Text streams are I/O streams, that can be used to convert text between different encodings. The framework provides six types of text streams, three basic class templates and three stream types to work with Pt's unicode character type Pt::Char. Text streams are derived from the I/O streams provided by the C++ standard library. Each of the two sets of classes consist of a stream type for input, output and both, respectively. The basic class templates look like this:
template <typename CharT, typename ByteT> class BasicTextIStream : public std::basic_istream<CharT>... template <typename CharT, typename ByteT> class BasicTextOStream : public std::basic_ostream<CharT>... template <typename CharT, typename ByteT> class BasicTextStream : public std::basic_iostream<CharT>...
Text streams potentially convert between character types of different size. The first template parameter is the character type to convert to and the second template parameter is the character type to convert from. They are also called internal and external character types and may actually be the same type. The internal character type is used as the character type of the standard C++ stream.
The concrete text stream classes are specializations of the basic text classes to convert from byte streams to unicode. Therefore, the internal character type is Pt::Char, while the external character type is char.
class TextIStream : public BasicTextIStream<Char, char>... class TextOStream : public BasicTextOStream<Char, char>... class TextStream : public BasicTextStream<Char, char>...
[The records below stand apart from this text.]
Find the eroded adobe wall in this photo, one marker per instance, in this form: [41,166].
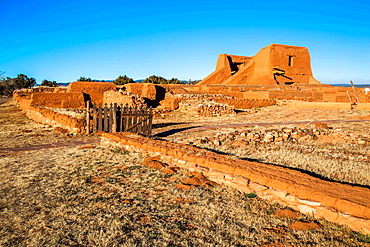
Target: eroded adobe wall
[49,117]
[59,100]
[336,202]
[94,91]
[272,65]
[246,103]
[146,90]
[124,98]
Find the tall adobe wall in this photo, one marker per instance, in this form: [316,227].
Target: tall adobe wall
[93,91]
[272,65]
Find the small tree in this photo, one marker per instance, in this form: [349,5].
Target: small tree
[23,81]
[155,80]
[8,85]
[48,83]
[174,81]
[190,82]
[121,80]
[82,78]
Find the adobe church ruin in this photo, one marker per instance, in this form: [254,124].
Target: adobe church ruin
[272,65]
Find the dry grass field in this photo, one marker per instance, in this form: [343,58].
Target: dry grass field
[95,195]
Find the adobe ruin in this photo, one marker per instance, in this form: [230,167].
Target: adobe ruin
[272,65]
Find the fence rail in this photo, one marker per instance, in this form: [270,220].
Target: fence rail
[119,118]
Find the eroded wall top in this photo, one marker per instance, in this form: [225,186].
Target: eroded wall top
[272,65]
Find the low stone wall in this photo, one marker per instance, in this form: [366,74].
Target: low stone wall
[205,108]
[246,103]
[363,106]
[59,100]
[49,117]
[336,202]
[124,98]
[318,105]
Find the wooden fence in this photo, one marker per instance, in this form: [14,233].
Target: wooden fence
[119,118]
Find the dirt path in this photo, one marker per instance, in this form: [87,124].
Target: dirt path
[60,194]
[53,145]
[195,128]
[3,100]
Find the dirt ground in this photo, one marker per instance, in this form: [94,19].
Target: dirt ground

A text stream always works with another stream as input or output. A text input stream works with a std::basic_istream to read the encoded input. A text output stream needs a std::basic_ostream to write the encoded output. A text codec is used by all streams to perform the actual translation, for example the Pt::Utf8Codec. The following example shows how to read UTF-8 encoded text:
std::istringstream iss("UTF-8 encoded text"); Pt::String s; Pt::TextIStream tis(iss, new Pt::Utf8Codec()); std::getline(tis, s);
A string stream is used as the input for the text stream, which uses a text codec to convert from UTF-8 to the raw unicode character type. The std::getline function will read all input into a Pt::String. Of course, all extraction operators can also be used, for example, to directly read numbers from the stream. The next example shows how to encode text to an UTF-8 byte sequence:
std::ostringstream oss; Pt::String s = L"Hello World!"; Pt::TextOStream tos(oss, new Pt::Utf8Codec()); tos << s; tos.terminate();
The string stream serves as the output of the text stream, which uses the same type of codec like the input text stream before. This time, the codec is used to convert from the raw unicode character type to UTF-8. When all data has been written to the output text stream, terminate needs to be called to finish off the output byte sequence. This is especially important for encodings with shift states. The destructor of the text stream will also terminate the output sequence. All insertion operators can be used for text output streams e.g. to format numbers.
The examples so far create the text codec on the heap with the new operator and the stream manages the lifetime of the codec. This can be avoided by passing a value different from 0 to the codecs constructor, in which case the codec must exist at least as long as the stream that uses it:
Codecs are normally stateless, which means that one codec can be used with multiple text streams.
The Base64 encoding scheme is not a character encoding in the classical sense, but works very similar to other types of encodings. The framework provides a text codec to convert to and from base64 encoded text named Pt::Base64Codec. It can be used with the basic text stream templates, where the internal and external character types are both char. The following example shows how text is converted to base64:
std::ostringstream oss; BasicTextOStream<char, char> b64(oss, new Base64Codec()); b64 << "Hello World!"; b64.terminate();
The string stream serves as the output for the base64 encoded text. The base64 codec is used with a basic text stream to convert the string "Hello World!". This time it is important to terminate the output sequence, because the base64 format required padding at the end.